Kirill Timoshenko, the deputy head of Ukraine’s presidential office, posted a video on social media site Telegram which he said showed a group of armed men carrying mayor Ivan Fedorov across a square.
The prosecutor’s office of the Luhansk People’s Republic, a Moscow-backed rebel region in eastern Ukraine, said on its website that there was a criminal case against Mr Fedorov.
The office accused him of “terrorist activities” and of financing the nationalist militia Right Sector to “commit terrorist crimes against Donbass civilians”. The office said it was looking for Mr Fedorov and called for anyone with information about his whereabouts to contact them.
An aide to Mr Zelensky later posted video of a protest demanding his release, which officials said drew 2,000 people on to the streets.

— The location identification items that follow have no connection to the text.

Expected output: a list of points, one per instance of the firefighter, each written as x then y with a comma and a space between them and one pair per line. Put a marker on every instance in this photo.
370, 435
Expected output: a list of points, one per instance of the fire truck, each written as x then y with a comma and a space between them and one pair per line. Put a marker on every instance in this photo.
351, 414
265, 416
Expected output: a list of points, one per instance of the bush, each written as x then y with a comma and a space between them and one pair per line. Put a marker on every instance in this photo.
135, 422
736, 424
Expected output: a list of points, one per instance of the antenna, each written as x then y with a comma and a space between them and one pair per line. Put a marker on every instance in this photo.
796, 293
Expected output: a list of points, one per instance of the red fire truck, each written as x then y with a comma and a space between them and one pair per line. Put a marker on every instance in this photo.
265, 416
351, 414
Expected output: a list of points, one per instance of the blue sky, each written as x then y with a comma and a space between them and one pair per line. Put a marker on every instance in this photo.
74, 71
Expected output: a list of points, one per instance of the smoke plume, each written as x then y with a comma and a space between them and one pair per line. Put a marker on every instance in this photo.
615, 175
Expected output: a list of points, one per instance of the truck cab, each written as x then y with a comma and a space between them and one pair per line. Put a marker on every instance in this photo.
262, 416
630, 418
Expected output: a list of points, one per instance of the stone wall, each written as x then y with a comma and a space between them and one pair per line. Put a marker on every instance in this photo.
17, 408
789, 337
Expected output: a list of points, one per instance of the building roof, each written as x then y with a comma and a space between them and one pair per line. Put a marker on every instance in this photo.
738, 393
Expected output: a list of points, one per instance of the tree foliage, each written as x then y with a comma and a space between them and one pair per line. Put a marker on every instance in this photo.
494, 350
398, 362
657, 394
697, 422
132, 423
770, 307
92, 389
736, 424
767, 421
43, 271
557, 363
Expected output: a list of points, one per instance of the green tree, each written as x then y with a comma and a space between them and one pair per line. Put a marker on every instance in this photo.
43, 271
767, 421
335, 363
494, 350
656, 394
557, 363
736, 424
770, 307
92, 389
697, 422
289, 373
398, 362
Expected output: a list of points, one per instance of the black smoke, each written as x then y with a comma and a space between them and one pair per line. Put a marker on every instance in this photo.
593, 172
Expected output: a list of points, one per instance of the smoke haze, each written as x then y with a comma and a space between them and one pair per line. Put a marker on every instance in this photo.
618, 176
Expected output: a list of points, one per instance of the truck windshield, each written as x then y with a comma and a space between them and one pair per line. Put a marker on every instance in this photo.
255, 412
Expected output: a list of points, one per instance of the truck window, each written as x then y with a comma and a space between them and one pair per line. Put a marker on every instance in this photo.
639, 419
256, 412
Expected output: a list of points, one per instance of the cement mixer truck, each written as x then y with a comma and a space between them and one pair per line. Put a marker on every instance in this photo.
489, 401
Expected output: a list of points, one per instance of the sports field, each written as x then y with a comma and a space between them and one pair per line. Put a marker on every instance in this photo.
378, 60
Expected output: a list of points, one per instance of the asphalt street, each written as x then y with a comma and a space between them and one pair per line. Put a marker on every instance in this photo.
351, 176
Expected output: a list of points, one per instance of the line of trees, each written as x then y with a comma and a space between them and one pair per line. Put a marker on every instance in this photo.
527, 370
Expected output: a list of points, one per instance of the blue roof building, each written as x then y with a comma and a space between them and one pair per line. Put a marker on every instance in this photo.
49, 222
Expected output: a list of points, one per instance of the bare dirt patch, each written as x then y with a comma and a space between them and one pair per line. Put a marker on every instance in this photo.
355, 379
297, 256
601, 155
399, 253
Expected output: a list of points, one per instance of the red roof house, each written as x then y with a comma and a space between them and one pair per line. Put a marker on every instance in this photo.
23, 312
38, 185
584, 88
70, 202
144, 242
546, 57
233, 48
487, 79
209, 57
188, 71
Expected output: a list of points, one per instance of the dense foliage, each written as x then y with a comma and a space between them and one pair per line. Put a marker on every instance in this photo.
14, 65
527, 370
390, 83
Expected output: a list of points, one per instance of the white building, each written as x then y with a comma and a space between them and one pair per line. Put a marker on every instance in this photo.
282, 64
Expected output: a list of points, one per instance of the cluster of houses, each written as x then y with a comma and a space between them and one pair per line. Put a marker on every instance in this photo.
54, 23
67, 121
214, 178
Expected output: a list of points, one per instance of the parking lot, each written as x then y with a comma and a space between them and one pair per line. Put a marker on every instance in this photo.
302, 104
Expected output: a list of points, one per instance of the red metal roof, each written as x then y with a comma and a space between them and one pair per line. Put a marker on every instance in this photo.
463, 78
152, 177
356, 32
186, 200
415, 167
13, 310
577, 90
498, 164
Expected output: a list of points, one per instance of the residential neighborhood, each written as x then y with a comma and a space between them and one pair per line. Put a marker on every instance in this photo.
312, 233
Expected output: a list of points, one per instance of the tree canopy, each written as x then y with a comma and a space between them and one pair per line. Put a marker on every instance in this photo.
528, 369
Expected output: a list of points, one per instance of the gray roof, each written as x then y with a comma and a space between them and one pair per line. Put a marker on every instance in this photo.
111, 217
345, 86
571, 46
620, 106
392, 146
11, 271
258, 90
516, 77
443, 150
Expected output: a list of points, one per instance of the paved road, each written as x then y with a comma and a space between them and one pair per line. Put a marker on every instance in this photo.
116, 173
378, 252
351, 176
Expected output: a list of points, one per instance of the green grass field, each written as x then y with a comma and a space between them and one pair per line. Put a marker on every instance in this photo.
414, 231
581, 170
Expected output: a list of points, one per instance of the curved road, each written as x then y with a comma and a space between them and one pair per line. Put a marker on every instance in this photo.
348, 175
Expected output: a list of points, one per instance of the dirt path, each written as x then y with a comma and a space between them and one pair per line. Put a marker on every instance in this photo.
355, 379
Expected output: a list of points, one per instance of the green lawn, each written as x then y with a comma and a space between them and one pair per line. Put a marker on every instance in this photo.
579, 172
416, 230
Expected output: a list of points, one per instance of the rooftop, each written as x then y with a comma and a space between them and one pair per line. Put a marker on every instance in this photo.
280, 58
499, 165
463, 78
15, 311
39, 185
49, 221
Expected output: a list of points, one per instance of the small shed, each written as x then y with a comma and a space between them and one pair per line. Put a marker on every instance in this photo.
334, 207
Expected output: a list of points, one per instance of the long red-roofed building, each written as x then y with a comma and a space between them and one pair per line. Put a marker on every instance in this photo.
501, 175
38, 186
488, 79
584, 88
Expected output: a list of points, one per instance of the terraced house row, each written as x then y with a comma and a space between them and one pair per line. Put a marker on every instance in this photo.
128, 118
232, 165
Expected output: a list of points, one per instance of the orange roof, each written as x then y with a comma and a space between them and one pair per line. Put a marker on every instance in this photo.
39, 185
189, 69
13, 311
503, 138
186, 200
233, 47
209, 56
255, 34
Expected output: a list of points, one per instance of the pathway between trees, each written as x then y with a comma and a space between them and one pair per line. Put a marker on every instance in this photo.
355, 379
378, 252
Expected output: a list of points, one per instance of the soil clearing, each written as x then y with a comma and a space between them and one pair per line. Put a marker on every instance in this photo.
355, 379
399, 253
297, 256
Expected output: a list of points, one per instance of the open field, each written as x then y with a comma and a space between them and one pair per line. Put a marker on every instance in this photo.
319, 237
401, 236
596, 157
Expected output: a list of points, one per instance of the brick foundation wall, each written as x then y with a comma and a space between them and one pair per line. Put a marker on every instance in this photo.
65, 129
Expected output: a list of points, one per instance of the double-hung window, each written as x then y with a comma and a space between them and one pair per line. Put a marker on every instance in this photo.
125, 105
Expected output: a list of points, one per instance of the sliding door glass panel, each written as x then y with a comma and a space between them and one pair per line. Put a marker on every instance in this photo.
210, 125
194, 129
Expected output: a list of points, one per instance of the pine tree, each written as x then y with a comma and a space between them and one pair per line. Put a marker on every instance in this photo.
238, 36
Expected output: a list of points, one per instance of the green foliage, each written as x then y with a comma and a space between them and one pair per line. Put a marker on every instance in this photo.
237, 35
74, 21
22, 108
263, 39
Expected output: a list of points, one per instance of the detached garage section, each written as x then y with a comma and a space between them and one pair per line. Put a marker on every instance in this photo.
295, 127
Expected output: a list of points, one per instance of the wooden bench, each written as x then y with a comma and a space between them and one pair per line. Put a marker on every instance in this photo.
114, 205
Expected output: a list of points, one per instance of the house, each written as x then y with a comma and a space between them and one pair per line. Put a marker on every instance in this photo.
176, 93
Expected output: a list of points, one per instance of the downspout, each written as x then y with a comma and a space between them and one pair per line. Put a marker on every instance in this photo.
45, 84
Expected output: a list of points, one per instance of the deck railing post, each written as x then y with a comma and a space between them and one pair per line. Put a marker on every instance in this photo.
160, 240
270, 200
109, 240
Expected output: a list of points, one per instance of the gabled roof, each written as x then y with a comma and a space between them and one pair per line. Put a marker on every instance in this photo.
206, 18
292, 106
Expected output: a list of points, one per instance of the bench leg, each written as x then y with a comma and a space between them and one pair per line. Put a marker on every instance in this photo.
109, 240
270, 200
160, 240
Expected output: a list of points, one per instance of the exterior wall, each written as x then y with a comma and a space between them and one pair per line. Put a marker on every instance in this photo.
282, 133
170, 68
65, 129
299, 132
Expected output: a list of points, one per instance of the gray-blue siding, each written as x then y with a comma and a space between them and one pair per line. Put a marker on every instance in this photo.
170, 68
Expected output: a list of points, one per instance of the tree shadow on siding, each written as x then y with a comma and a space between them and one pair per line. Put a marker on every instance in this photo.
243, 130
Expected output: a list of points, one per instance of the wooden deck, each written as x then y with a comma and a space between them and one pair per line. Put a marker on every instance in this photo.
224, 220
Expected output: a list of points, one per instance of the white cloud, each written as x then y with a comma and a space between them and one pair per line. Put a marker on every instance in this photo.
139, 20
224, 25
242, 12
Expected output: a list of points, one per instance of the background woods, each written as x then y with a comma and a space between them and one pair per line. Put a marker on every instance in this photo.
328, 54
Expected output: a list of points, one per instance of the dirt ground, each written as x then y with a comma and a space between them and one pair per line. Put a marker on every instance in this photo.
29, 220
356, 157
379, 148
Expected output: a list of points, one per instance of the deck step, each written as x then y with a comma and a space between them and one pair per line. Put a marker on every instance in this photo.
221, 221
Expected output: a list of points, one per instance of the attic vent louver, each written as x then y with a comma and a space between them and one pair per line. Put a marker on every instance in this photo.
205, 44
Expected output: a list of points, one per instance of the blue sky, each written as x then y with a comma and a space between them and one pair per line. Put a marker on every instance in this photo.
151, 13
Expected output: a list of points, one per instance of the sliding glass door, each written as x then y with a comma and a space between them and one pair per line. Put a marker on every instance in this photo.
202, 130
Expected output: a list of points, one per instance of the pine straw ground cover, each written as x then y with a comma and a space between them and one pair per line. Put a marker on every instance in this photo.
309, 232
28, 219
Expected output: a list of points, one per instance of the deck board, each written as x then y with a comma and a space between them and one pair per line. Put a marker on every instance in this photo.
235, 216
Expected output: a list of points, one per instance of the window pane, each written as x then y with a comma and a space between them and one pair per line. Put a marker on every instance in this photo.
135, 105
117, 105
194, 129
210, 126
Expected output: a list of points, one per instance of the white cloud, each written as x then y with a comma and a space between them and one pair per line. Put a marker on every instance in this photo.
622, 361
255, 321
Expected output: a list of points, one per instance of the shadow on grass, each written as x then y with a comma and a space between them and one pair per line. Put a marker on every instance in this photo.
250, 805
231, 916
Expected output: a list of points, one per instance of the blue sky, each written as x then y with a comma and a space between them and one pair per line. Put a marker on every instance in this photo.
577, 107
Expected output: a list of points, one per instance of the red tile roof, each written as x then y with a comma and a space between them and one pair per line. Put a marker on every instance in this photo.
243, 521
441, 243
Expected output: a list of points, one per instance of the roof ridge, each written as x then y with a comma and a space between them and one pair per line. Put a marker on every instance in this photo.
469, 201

Meanwhile, authorities warned of a humanitarian catastrophe in the port city of Mariupol, which has been encircled by Russian forces and cut off from deliveries of food and medicine.
Mariupol officials said on Friday that 1,582 people had been killed in the 12 days since the siege began.
“There is a humanitarian catastrophe in the city and the dead aren’t even being buried,” Mariupol’s mayor’s office said in a statement calling for Russian forces to lift the siege.
Ukrainian authorities have accused Russian forces of shelling evacuation routes and preventing civilians from escaping the city of 430,000 people.